A hipertensão arterial sistêmica (HAS) na infância era pouco conhecida até início do século XX, no entanto, o aumento de sua incidência fez com que diversos estudos fossem direcionados para esse assunto. Tem se tornado cada vez mais evidente que a HAS na infância e adolescência está diretamente relacionada à HAS no adulto e contribui para o desenvolvimento precoce de doenças cardiovasculares.
Neste post iremos abordar tudo que você precisa saber sobre o assunto, que vai te dar aquele diferencial na prova da residência!
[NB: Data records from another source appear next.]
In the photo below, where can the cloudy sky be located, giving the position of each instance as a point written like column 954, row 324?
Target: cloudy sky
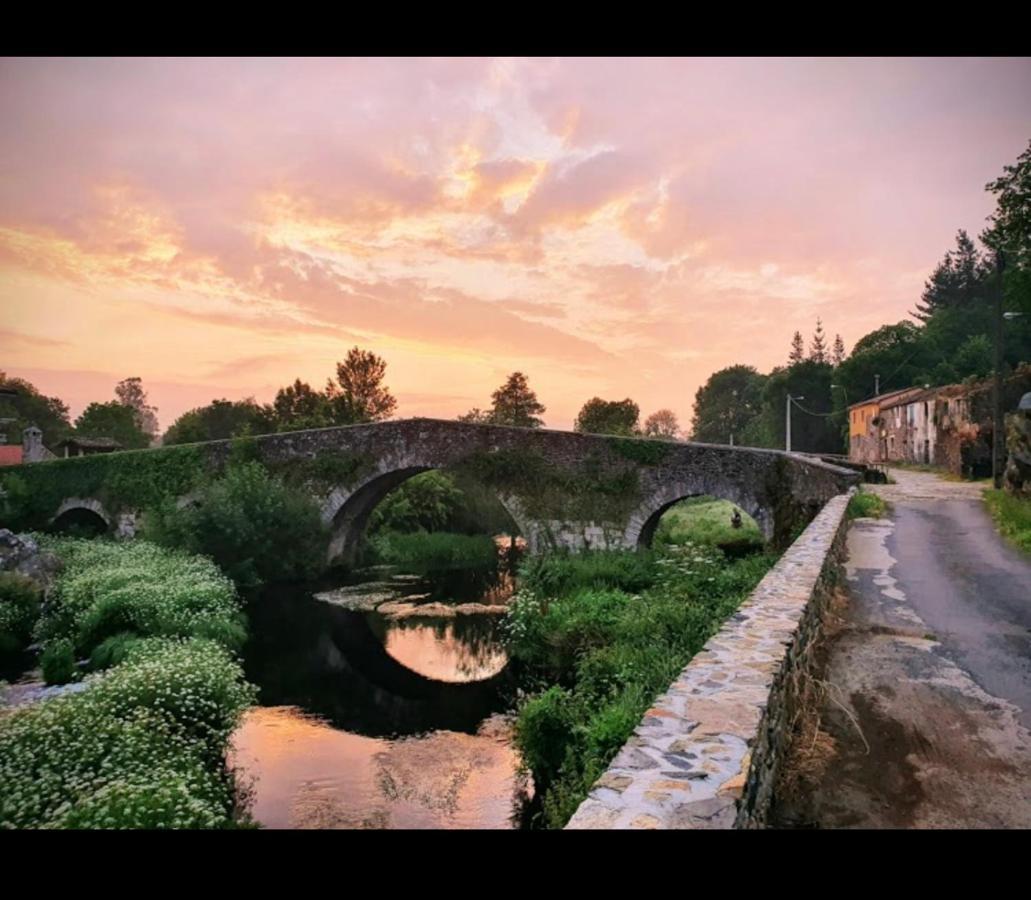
column 609, row 227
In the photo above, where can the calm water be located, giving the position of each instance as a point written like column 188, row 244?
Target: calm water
column 381, row 706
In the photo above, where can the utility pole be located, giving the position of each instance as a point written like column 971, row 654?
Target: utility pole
column 788, row 421
column 998, row 439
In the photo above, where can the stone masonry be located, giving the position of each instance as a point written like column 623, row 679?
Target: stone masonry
column 706, row 754
column 778, row 490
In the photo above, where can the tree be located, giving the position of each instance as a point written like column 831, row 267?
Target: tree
column 818, row 349
column 608, row 417
column 662, row 423
column 514, row 403
column 797, row 349
column 1009, row 225
column 957, row 282
column 1008, row 234
column 130, row 393
column 25, row 405
column 219, row 421
column 837, row 355
column 728, row 406
column 477, row 417
column 255, row 527
column 816, row 426
column 298, row 406
column 111, row 420
column 359, row 394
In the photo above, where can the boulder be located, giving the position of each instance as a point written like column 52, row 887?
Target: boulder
column 21, row 553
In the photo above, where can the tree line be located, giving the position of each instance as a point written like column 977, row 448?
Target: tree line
column 948, row 339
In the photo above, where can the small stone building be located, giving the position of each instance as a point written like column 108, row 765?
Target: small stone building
column 84, row 446
column 950, row 427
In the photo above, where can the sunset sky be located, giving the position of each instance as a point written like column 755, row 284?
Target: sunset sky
column 609, row 227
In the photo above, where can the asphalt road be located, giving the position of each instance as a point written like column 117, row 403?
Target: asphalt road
column 926, row 707
column 972, row 590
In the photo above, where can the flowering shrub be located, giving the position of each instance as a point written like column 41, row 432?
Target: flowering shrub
column 19, row 608
column 255, row 527
column 598, row 656
column 141, row 747
column 109, row 589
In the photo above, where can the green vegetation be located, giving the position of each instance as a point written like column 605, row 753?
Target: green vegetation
column 422, row 551
column 19, row 610
column 143, row 744
column 130, row 478
column 865, row 504
column 255, row 527
column 608, row 417
column 545, row 490
column 357, row 395
column 112, row 420
column 109, row 590
column 709, row 522
column 513, row 403
column 140, row 747
column 597, row 637
column 1011, row 515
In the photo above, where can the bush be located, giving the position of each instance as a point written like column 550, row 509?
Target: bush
column 140, row 748
column 866, row 504
column 58, row 662
column 19, row 610
column 558, row 574
column 432, row 552
column 1011, row 515
column 108, row 592
column 255, row 527
column 606, row 653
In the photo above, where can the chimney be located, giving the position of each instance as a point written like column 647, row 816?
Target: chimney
column 32, row 445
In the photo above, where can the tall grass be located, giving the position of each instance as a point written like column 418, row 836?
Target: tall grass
column 143, row 745
column 707, row 521
column 1011, row 515
column 438, row 551
column 108, row 590
column 597, row 641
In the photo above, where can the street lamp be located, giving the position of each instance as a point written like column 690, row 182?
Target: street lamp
column 788, row 420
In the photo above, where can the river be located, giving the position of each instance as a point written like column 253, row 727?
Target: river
column 383, row 704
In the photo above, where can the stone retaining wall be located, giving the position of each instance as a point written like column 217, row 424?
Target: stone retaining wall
column 706, row 754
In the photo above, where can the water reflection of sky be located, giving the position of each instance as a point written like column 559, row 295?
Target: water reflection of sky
column 464, row 648
column 307, row 774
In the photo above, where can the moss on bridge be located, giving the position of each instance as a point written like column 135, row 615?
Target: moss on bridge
column 129, row 479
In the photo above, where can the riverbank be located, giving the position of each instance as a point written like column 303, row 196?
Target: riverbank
column 150, row 635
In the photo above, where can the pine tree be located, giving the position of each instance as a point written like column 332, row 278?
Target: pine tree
column 797, row 354
column 837, row 355
column 957, row 281
column 818, row 349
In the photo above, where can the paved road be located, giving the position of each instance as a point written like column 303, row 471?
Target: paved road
column 928, row 672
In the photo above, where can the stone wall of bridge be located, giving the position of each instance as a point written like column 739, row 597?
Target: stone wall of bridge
column 562, row 489
column 707, row 753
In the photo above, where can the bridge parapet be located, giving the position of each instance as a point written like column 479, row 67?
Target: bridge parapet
column 563, row 489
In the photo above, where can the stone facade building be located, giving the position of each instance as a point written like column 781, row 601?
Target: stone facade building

O que é HAS na criança e no adolescente?
Na criança é definida como pressão arterial sistólica (PAS) e/ou pressão arterial diastólica (PAD) maior ou igual ao percentil 95, diretamente correlacionado ao sexo, idade e percentil de altura, e aferida em pelo menos três ocasiões diferentes. Já no adolescente (> 13 anos), a definição está condizente com as diretrizes de adultos.
Epidemiologia
A hipertensão arterial acomete cerca de 3% a 5% da população pediátrica. É sabido que há aumento mundial de casos, principalmente associados ao sobrepeso e obesidade na infância, tornando-se um problema de saúde pública mundial. Entretanto, ainda não há estudos nacionais suficientes que caracterizem melhor essa parcela da população pediátrica. A incidência de HAS secundária é frequentemente maior na criança e adolescente, quando comparado ao adulto.
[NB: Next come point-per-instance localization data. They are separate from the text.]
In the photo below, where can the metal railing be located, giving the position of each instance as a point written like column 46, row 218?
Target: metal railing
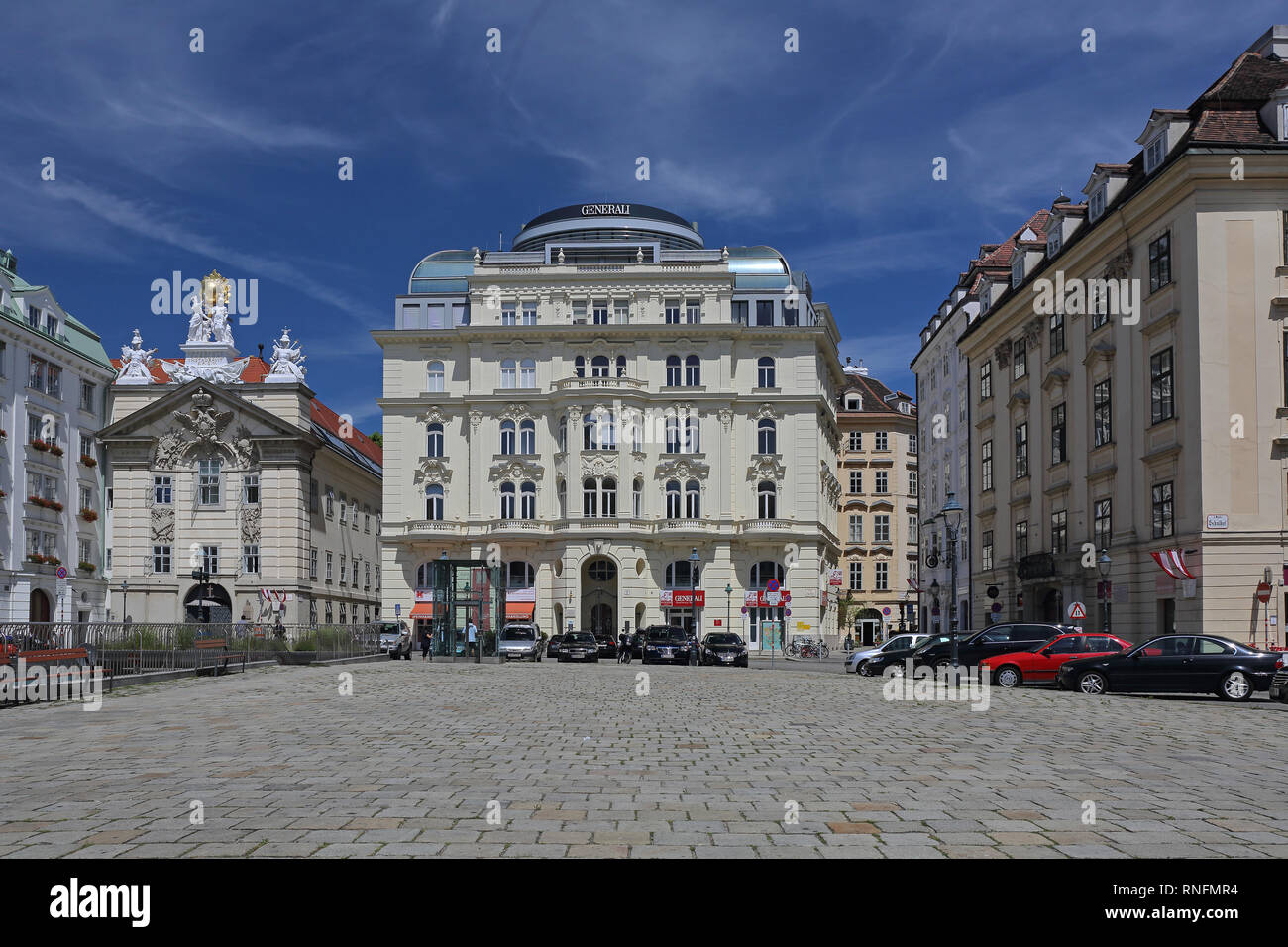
column 143, row 647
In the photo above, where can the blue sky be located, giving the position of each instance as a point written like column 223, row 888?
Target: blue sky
column 171, row 159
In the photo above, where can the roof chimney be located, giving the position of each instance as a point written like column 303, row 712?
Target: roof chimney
column 1273, row 42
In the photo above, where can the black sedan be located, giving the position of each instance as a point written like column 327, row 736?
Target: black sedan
column 666, row 644
column 1176, row 664
column 579, row 646
column 724, row 648
column 996, row 639
column 892, row 663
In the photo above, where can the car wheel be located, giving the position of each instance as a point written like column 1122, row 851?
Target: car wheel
column 1093, row 684
column 1008, row 676
column 1235, row 685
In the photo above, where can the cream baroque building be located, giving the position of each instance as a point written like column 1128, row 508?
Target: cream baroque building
column 601, row 402
column 879, row 510
column 1145, row 416
column 232, row 464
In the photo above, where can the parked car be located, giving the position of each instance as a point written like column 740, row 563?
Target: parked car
column 666, row 643
column 996, row 639
column 1039, row 663
column 893, row 661
column 579, row 646
column 724, row 648
column 520, row 641
column 1177, row 664
column 897, row 643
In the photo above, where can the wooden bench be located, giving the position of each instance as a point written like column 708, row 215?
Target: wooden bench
column 67, row 664
column 213, row 654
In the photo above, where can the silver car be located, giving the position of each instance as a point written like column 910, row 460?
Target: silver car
column 520, row 641
column 898, row 642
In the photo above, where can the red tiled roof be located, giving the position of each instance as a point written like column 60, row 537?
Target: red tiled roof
column 320, row 414
column 1241, row 127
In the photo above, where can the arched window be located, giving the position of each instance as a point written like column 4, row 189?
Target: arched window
column 692, row 444
column 678, row 575
column 767, row 436
column 434, row 501
column 692, row 500
column 519, row 575
column 673, row 499
column 765, row 372
column 767, row 500
column 673, row 434
column 765, row 570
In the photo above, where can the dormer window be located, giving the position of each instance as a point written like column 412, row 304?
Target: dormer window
column 1054, row 241
column 1154, row 153
column 1098, row 202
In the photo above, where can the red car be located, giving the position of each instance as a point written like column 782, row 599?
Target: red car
column 1038, row 665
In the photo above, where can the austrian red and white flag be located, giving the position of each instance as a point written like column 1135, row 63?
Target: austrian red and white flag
column 1172, row 562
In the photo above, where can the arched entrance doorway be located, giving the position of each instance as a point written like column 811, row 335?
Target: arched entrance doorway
column 867, row 624
column 207, row 603
column 599, row 595
column 39, row 607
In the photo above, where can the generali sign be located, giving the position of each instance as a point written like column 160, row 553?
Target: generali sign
column 684, row 599
column 605, row 209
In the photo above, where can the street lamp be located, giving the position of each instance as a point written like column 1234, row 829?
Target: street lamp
column 694, row 598
column 952, row 517
column 1103, row 564
column 729, row 605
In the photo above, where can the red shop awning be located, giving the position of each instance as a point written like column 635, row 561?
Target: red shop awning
column 519, row 609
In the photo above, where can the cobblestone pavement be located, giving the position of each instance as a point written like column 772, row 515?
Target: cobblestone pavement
column 711, row 763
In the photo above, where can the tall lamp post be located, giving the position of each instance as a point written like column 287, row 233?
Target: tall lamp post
column 694, row 598
column 952, row 517
column 1103, row 564
column 729, row 605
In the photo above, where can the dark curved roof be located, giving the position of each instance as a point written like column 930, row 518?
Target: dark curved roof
column 639, row 210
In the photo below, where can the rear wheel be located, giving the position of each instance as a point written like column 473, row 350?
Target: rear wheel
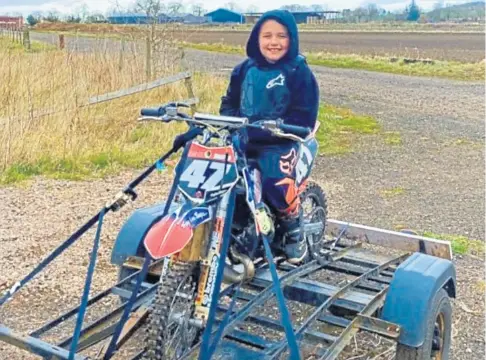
column 170, row 332
column 437, row 342
column 314, row 207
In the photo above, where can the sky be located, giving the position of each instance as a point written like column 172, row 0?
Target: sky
column 25, row 7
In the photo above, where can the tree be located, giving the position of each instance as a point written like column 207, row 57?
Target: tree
column 73, row 19
column 293, row 7
column 52, row 16
column 413, row 12
column 31, row 20
column 232, row 6
column 372, row 12
column 198, row 9
column 317, row 7
column 175, row 8
column 151, row 8
column 251, row 9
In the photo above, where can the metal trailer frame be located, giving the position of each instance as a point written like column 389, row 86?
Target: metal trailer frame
column 385, row 282
column 347, row 307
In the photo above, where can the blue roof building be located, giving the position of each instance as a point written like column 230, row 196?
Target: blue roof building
column 225, row 16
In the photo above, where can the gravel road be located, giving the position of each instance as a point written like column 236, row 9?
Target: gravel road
column 438, row 167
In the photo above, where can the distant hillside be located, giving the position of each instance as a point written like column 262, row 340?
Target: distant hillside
column 473, row 11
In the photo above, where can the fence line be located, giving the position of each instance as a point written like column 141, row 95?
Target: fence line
column 186, row 76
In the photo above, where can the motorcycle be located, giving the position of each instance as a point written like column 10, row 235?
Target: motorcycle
column 217, row 208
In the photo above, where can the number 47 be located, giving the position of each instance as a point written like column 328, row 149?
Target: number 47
column 194, row 174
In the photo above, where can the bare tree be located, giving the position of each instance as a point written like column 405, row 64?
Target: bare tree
column 198, row 9
column 372, row 11
column 252, row 9
column 293, row 7
column 232, row 6
column 175, row 8
column 317, row 7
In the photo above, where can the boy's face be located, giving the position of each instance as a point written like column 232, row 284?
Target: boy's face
column 273, row 41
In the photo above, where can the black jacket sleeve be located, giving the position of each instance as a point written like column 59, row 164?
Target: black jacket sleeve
column 304, row 104
column 230, row 102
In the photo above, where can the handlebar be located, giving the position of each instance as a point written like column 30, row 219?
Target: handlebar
column 299, row 131
column 152, row 112
column 169, row 112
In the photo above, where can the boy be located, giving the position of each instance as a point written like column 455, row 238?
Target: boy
column 275, row 83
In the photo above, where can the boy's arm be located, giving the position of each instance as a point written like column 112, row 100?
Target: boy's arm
column 230, row 102
column 305, row 99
Etiologia e Fisiopatologia
A pressão arterial é resultado do produto do débito cardíaco com a resistência vascular periférica, e esses são influenciados por mecanismos neurais, humorais, cardiovasculares, renais, entre outros. Quaisquer alterações nesses mecanismos podem levar a elevações da pressão arterial.
A HAS na criança pode ter origem primária ou secundária, sendo mais prevalente aquela de origem secundária, diferindo da HAS no adulto. Apesar disso, a primária vem crescendo entre a população pediátrica, principalmente em maiores de 6 anos, com obesidade/sobrepeso e história familiar de hipertensão.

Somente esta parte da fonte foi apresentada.